Multilateral Currency Unions in Africa and the Caribbean: Challenges of Monetary Subordination to an Outside Hegemon
This paper discusses the challenges of multilateral currency unions of developing countries facing monetary subordination to an outside hegemon because they lack a credible internal anchor for monetary stability. The focus is on the economic consequences for a monetary union of a decision to import monetary credibility by anchoring its external exchange rate to a dominant foreign currency and the political commitment needed to make this type of monetary relationship work.

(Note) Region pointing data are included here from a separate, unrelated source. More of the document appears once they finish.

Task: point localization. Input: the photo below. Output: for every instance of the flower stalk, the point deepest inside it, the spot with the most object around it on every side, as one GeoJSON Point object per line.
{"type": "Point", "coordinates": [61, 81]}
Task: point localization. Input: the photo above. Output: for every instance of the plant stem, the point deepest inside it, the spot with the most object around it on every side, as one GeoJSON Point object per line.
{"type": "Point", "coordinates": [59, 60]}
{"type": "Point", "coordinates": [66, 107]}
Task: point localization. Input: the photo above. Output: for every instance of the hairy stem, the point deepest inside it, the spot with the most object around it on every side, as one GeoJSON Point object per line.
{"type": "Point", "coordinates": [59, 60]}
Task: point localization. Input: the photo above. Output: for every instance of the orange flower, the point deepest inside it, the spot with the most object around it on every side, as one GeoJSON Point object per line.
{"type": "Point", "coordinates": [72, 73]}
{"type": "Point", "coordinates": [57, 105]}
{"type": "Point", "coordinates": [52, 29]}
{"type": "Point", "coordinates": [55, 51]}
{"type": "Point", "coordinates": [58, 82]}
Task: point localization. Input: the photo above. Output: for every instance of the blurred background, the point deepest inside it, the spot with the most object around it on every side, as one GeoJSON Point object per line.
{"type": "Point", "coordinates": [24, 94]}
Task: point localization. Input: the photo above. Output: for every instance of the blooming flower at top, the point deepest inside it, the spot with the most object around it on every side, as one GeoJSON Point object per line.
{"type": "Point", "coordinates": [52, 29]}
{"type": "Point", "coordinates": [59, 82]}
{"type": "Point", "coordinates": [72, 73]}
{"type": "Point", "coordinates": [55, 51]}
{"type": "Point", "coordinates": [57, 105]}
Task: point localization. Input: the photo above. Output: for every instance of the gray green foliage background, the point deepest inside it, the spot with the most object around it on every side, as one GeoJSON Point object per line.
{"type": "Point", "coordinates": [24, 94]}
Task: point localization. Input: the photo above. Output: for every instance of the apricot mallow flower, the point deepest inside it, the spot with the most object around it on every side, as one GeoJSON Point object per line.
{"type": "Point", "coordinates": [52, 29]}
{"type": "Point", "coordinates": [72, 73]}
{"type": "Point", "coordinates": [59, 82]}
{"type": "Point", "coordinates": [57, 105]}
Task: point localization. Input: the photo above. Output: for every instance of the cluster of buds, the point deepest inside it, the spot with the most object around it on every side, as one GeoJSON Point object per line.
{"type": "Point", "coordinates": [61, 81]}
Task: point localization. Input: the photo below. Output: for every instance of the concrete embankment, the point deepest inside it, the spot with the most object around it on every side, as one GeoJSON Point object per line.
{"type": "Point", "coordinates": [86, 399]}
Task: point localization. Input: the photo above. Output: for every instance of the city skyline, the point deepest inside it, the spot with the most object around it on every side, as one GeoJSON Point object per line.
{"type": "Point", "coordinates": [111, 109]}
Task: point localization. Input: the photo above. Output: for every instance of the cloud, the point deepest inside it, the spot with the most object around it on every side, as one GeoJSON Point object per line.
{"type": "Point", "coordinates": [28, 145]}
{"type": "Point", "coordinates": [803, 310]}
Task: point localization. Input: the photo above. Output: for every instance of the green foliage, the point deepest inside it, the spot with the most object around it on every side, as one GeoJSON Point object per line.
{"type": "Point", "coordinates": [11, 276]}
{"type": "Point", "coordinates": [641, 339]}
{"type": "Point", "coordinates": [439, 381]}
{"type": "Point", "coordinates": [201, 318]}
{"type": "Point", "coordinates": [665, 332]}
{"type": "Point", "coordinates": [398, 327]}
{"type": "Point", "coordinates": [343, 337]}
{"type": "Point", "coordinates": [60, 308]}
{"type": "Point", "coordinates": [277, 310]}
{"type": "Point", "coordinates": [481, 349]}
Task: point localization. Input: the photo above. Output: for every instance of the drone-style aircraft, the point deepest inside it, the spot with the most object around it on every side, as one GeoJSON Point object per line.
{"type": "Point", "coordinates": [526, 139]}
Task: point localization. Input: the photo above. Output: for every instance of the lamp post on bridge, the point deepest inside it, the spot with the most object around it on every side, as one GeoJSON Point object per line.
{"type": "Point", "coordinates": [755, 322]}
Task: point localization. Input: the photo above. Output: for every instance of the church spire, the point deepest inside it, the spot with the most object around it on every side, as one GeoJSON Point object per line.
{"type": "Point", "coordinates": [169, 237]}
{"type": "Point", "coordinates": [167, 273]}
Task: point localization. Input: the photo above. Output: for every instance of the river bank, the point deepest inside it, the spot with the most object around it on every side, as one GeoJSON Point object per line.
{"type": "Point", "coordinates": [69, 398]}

The paper looks at the experiences of the Central African Economic and Monetary Community, the West African Economic and Monetary Union (both linking their CFA franc to the euro), and the Eastern Caribbean Currency Union (linking its common currency to the US dollar). The main finding is that regional monetary integration combined with monetary subordination to an outside hegemon is generally more demanding because it must be embedded in an effective regional governance framework to sustain the cohesion and stability of the currency union, as well as a strong political commitment to underpin the fixed external parity to the foreign anchor currency. Some regions, therefore, look for ways to exchange this foreign-based monetary discipline for a new regime of monetary sovereignty. However, a multilateral currency union with an open economy wishing to adopt a free-floating external exchange rate must at least have a credible internal monetary anchor.
Therefore, the choice in favour of monetary autonomy depends on the region’s ability to maintain strong economic fundamentals under a flexible exchange rate arrangement and on its political determination to maintain a stable common currency based on its internal strength.